Retired missionary Joy Fenner was elected by a 900 to 840 vote during the annual meeting of the Baptist General Convention of Texas (BGCT) – the largest state Baptist convention in the country. She defeated second-generation candidate David Lowrie by one of the smallest margins in BGCT history.

This year's vote follows previous historic elections in which Texas Baptists placed into leadership their first Hispanic and first black presidents in 2004 and 2005, respectively.

Although Texas is among the top three states with the highest number of women pastors and co-pastors, according to the latest Baptist Women in Ministry report, less than 1 percent of the state convention's pastors are female, as reported by The Associated Press.

The 2.3-million-member organization has distanced itself from some Southern Baptist leaders who say women should not serve in pastoral roles and should graciously submit to their husbands. The Southern Baptist Convention (SBC)'s statement of faith states that the pastorate is reserved for men.

In dissension with the BGCT, more conservative Baptists split in 1998 to form the Southern Baptists of Texas, which is intentionally more related to the SBC.

Fenner was executive director-treasurer of Woman's Missionary Union of Texas from 1981 to 2001. She also served as a missionary with the Southern Baptist Convention's Foreign Mission Board for 13 years. Last year, she was named first vice president of the BGCT.

The new female head pledged to continue the convention's focus on increasing mission work – an emphasis of the current BGCT president Steve Vernon.
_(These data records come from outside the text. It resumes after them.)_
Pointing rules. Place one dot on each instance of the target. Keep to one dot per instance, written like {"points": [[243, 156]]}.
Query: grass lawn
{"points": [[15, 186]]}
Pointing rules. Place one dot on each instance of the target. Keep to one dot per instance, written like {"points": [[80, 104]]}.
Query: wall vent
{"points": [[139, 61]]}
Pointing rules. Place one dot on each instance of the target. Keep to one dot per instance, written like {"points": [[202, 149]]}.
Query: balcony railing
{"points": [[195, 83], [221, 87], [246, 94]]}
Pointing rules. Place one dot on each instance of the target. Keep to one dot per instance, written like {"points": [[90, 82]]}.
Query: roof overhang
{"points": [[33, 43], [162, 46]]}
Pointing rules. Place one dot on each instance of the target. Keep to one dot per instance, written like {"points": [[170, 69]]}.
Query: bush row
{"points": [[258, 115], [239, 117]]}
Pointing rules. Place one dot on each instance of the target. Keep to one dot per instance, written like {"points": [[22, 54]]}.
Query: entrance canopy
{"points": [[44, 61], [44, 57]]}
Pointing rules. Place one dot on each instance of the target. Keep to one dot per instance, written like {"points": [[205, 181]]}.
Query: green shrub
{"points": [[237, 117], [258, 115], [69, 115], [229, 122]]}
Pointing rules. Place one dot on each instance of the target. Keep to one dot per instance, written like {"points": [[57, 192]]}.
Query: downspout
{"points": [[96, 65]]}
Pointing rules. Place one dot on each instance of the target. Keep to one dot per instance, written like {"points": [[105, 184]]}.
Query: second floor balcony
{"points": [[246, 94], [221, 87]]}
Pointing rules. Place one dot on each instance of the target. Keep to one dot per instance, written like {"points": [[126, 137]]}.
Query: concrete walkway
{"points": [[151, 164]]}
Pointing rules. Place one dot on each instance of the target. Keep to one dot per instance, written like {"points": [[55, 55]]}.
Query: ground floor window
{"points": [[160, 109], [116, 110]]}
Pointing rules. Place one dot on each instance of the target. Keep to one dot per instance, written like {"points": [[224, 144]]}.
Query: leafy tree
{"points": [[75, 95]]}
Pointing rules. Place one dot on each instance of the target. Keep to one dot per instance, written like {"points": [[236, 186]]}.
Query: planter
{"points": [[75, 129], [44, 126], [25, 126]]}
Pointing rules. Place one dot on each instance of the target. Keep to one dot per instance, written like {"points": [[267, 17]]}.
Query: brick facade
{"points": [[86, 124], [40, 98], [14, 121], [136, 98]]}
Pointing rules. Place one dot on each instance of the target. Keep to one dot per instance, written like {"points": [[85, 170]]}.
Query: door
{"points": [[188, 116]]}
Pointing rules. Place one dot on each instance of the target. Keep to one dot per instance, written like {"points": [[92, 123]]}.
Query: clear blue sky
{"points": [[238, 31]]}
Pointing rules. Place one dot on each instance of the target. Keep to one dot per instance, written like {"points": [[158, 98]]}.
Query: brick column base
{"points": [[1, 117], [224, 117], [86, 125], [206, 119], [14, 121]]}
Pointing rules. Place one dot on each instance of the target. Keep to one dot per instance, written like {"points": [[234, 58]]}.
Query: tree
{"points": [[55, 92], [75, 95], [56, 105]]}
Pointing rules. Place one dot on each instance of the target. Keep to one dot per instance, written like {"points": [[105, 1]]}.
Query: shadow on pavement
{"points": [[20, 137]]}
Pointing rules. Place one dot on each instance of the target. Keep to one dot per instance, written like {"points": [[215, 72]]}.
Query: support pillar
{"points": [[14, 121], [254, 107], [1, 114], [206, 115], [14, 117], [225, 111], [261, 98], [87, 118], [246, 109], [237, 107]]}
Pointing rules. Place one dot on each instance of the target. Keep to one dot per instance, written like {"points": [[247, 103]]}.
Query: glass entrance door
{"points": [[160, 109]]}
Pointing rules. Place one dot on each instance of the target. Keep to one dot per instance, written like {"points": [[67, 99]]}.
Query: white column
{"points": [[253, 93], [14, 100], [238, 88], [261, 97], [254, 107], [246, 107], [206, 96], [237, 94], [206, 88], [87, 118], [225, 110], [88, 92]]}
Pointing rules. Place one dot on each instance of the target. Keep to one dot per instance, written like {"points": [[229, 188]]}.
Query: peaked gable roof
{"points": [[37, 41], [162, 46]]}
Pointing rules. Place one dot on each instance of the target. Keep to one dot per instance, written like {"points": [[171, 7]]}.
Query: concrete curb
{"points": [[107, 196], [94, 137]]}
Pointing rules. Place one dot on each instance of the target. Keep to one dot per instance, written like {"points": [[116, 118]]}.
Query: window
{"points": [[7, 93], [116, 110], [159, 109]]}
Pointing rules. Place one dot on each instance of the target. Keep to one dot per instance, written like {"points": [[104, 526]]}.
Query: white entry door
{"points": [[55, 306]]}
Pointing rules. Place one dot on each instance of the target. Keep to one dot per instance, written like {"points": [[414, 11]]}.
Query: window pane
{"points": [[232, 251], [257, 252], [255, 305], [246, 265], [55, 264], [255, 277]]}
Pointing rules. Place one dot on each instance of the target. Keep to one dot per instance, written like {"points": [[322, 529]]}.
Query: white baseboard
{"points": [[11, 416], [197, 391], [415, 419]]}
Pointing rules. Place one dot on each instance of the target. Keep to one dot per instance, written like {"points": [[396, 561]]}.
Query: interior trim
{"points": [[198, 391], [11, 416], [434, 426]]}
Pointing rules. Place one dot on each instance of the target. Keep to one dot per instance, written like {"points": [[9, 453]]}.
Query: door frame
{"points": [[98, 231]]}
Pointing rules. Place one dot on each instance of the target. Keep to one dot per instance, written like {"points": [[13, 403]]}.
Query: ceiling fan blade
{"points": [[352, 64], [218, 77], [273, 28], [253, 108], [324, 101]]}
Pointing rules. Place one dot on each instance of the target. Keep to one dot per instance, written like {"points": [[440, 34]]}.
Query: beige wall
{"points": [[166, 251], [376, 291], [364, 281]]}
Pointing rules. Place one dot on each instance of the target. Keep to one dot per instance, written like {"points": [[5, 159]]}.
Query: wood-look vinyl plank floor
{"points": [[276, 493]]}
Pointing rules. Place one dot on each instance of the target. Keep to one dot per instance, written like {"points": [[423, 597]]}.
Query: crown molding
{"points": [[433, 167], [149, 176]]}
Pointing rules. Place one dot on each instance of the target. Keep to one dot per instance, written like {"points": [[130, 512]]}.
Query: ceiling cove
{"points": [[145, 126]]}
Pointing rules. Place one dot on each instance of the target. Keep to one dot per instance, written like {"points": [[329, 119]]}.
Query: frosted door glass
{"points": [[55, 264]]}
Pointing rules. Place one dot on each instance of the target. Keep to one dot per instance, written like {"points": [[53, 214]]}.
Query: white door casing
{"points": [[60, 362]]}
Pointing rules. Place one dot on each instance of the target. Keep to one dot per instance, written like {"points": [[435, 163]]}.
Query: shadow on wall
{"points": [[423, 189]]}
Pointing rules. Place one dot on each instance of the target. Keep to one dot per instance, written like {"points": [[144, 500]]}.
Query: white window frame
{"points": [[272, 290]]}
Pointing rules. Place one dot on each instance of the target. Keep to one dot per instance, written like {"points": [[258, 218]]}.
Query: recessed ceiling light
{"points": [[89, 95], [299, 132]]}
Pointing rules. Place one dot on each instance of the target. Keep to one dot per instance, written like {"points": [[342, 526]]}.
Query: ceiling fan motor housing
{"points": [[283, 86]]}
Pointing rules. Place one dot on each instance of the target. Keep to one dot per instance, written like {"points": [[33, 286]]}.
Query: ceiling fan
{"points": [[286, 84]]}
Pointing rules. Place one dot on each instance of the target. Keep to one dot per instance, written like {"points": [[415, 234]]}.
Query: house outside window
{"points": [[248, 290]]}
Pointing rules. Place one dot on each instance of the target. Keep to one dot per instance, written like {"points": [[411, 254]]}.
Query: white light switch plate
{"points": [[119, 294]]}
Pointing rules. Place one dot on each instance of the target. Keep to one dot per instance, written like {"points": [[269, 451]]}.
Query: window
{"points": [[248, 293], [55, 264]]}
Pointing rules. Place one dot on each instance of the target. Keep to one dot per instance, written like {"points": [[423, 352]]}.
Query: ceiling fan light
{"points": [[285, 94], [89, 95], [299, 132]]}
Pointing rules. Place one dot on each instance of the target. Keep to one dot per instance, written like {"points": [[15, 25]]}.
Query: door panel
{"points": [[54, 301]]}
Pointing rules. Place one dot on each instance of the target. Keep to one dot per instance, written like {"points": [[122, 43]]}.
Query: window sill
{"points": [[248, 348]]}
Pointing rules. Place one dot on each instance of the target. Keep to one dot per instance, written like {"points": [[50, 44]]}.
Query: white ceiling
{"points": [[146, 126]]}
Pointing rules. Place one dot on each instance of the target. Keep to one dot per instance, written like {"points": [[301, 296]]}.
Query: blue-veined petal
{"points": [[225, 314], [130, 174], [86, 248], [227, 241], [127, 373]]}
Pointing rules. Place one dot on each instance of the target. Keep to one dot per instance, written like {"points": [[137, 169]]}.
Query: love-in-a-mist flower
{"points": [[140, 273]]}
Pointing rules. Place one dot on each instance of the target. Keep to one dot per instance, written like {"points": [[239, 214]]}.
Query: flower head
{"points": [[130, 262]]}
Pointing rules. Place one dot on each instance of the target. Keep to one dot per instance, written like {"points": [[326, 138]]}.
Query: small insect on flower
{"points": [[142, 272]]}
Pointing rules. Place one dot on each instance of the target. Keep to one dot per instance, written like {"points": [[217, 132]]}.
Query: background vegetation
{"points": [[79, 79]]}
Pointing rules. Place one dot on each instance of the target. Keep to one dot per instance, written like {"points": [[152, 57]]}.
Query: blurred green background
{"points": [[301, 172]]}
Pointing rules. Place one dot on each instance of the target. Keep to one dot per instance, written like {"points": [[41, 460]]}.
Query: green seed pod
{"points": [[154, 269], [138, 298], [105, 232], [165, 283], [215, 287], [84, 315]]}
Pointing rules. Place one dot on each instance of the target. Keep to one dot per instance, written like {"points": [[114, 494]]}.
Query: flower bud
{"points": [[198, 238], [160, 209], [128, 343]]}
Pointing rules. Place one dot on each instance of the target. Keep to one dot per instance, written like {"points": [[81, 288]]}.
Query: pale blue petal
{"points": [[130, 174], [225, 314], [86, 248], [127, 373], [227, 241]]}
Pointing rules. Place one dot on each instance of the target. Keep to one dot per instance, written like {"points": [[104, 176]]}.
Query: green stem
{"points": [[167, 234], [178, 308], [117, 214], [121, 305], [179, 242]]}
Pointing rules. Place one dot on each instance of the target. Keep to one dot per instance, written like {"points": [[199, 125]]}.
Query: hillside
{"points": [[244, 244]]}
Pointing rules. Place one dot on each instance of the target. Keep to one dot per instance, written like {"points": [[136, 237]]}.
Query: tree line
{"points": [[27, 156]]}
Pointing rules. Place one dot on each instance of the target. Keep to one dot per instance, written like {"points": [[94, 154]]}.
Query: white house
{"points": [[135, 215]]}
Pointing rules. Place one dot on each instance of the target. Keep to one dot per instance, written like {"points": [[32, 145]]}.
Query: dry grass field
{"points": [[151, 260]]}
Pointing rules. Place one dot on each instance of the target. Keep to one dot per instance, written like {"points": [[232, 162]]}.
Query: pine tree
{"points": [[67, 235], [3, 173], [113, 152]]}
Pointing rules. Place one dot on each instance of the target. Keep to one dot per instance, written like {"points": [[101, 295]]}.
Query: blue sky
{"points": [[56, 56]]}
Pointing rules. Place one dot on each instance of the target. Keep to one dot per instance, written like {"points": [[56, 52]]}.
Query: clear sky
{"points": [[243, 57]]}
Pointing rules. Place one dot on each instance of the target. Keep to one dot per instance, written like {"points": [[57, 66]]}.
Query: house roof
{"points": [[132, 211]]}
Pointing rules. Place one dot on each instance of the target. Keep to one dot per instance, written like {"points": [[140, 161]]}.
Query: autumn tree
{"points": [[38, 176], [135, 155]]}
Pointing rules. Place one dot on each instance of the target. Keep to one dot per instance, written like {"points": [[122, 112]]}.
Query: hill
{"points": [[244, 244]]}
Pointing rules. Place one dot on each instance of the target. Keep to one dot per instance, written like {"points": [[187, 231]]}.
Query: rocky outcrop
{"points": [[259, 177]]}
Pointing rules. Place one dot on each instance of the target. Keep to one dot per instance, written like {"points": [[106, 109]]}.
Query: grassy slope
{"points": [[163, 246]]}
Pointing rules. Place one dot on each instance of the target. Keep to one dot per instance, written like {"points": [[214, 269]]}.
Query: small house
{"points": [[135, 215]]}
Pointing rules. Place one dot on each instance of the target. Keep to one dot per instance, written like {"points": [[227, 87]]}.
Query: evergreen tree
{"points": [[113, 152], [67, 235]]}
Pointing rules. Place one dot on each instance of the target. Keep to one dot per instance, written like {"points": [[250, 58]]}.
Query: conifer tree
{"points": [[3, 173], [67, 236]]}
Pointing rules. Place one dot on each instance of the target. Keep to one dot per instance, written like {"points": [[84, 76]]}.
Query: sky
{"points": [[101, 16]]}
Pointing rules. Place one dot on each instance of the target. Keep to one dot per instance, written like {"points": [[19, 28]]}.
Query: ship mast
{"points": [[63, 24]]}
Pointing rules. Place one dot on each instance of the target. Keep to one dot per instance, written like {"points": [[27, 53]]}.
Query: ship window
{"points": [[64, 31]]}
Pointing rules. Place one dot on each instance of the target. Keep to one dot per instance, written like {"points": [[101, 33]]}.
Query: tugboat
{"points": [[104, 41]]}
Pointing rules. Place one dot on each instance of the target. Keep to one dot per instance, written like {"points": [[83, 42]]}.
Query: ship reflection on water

"Texas Baptists have always been a missionary people," said Steve Wells, who nominated Fenner for presidency. "Joy Fenner has been that literally."

The state convention met Oct. 29-30 in Amarillo under the banner "Together we can do more" with an emphasis on mission work.

"We really wanted to pull Texas Baptist missions together and communicate that work. We do not have an institution in Texas that is not involved in missions work, yet there is not a lot of connection between them," said Vernon during a workshop, according to BGCT's publication.

In "his day," missions was more about praying and giving from a distance or what Vernon called "missions by proxy."

"Churches are not satisfied with that anymore," he noted.

Today, Baptists are being called to the mission field and to partner with institutions worldwide.

"We have to raise up missionaries. They don't just come out of the woodwork when they turn 25," said Vernon. "Our students, for example, are excited to go and they'll go anywhere. We don't need to harness that; we need to release it and send them out."